Rasûlullah -sallallahu aleyhi ve sellem- buyurdu ki:
اَللَّهُمَّ اغْفِرْليِ، وَارْحَمْنيِ، وَاهْدِنيِ وَارْزُقْنيِ.
“Allahım! Beni bağışla ve bana merhamet eyle. Beni hidâyete erdir ve beni rızıklandır’ de.”[10]
263- (12/10) Bir kimse müslüman olduğunda Nebi -sallallahu aleyhi ve sellem- ona namazı öğretir, sonra şu kelimelerle DUA etmesini emrederdi:
اَللَّهُمَّ اغْفِرْ ليِ، وَارْحَمْنيِ، وَاهْدِنيِ، وَعاَفِنيِ، وَارْزُقْنيِ.
“Allahım! Beni bağışla ve bana merhamet eyle.Beni hidâyete erdir. Bana âfiyet ver ve beni rızıklandır.”[11]
264- (12/11) Rasûlullah -sallallahu aleyhi ve sellem- buyurdu ki:
أَفْضَلُ الذِّكْرِ لاَ إِلَهَ إِلاَّ اللَّهُ، وَأَفْضَلُ الدُّعَاءِ الْحَمْدُ لِلَّهِ.
“Zikrin en fazîletlisi, Lâ ilâhe illallah (Allah’tan başka hak ilah yoktur)’, DUA ARAPÇA TÜRKÇEnın en fazîletlisi ise, Elhamdulillah (Hamd, Allah’a mahsustur) (sözüdür).”[12]
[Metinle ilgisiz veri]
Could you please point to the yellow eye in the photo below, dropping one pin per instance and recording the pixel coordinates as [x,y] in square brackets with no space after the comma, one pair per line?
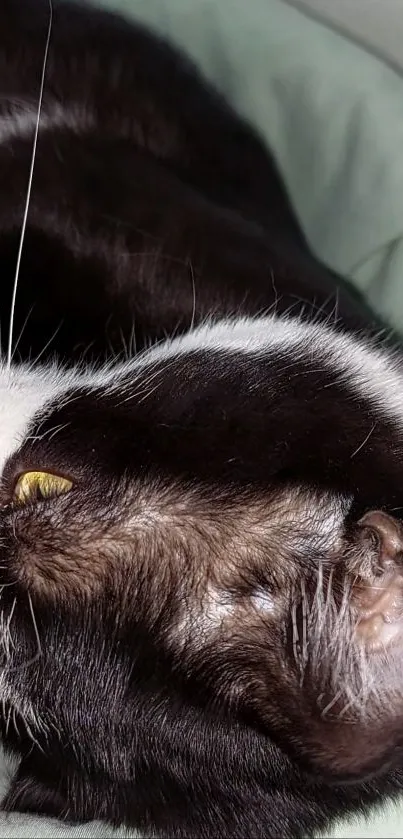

265- (12/12) Rasûlullah -sallallahu aleyhi ve sellem- buyurdu ki:
“Kalıcı salih ameller (şu sözlerdir):
سُبْحاَنَ اللهِ، وَالْحَمْدُ ِللهِ، وَلاَ إِلَهَ إِلاَّ اللهُ، وَاللهُ أَكْبَرُ، وَلاَ حَوْلَ وَلاَ قُوَّةَ إِلاَ بِاللهِ.
‘Subhânallah (Allah’ı tüm noksanlıklardan tenzih ederim). Elhamdulillah (Hamd Allah’a mahsustur). Lâ ilâhe illallah (Allah’tan başka hak ilah yoktur). Allahu Ekber (Allah en büyüktür). Ve Lâ havle ve lâ kuvvete illâ billah (güç ve kuvvet ancak Allah’tandır).”[13]
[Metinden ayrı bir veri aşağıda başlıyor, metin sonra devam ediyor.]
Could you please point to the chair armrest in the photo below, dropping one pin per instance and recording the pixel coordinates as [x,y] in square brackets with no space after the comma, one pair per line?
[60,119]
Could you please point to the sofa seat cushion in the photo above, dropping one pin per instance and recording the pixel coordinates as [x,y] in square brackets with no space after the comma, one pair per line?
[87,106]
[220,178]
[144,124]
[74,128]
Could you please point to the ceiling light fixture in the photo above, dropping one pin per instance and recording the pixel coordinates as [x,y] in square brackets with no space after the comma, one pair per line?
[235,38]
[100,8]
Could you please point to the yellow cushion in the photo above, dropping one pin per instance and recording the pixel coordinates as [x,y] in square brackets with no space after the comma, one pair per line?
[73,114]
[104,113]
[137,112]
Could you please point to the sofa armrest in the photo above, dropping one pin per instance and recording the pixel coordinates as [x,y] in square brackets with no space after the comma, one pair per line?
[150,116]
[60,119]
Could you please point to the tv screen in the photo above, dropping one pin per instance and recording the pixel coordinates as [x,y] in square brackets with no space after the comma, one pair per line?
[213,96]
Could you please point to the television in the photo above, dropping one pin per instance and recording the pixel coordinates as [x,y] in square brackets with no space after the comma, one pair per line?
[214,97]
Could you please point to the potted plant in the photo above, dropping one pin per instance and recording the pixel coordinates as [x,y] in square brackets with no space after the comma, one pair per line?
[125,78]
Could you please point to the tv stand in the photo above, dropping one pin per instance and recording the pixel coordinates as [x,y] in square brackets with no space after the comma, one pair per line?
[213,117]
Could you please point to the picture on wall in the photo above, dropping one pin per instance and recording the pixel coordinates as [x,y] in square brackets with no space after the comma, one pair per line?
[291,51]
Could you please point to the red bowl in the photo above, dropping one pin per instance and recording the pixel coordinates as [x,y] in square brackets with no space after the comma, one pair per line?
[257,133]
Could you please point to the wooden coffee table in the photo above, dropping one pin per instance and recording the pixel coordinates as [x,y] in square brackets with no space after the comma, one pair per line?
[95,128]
[1] Tesbih: Sübhânallah; Tahmid: Elhamdülillah; Tehlil: Lâ ilâhe illallah,; Tekbir de, Allahu Ekber demektir.
[2] Buhâri, (7/168); Müslim, (4/2071). Sabah ve akşamları bu zikri yapmanın fazileti hk. bkz. s.84.
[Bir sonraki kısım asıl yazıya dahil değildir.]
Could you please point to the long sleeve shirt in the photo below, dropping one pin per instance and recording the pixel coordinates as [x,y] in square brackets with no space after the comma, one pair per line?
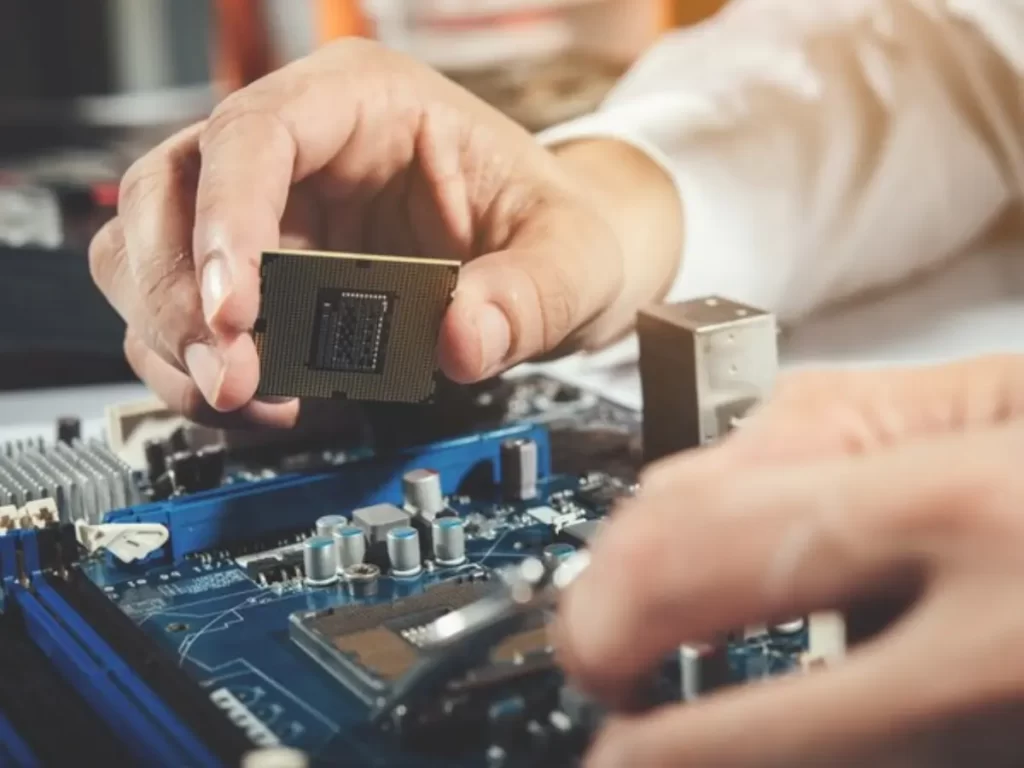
[827,148]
[3] Buhâri,(7/67); Müslim, lafzıyla (4/2071). Bunu yüz defa demenin fazileti hk. bkz. s.85.
[4] Buhâri, (7/167); Müslim, (4/2072).
[5] Müslim, (4/2072).
[6] Müslim, (4/2073).
[7] Tirmizi,(5/511); Hâkim, (1/501); sahih demiş, Zehebi de buna muvafakat etmiştir. Bkz. Sahihu’l-Câmi (5/531), Sahih-i Tirmizi (3/160).
[8] Buhâri, bkz. Fethu’l-Bâri (11/213); Müslim, (4/2076).
[9] Müslim, (3/1685).
[10] Müslim, (4/2072); Ebu Dâvud, [Bedevi dönüp giderken, Rasûlullah-sallallahu aleyhi ve sellem, “Elleri gerçekten hayırla doldu” buyurdu.] ziyâdesiyle, (1/220).
[11] Müslim, (4/2073); bir başka rivayeti, “Bunlar sana dünya ve ahireti birleştirir” şeklindedir.
[12] Tirmizi, (5/462); İbn Mâce, (2/1249); Hâkim, (1/503) tashih etmiş, Zehebi de buna muvafakat etmiştir. Bkz. Sahihu’l Câmi (1/362).
[13] Ahmed, Ahmed Şâkir tertibi ile (h.513); isnadı sahihtir. Bkz. Mecmau’z-Zevâid (1/297).İbn-i Hacer, Ebu Said’in rivâyetini Nesâi’ye isnad ederek hakkında İbn-i Hibbân ve Hâkim’in tashihlerini zikreder, Buluğu’l-Merâm.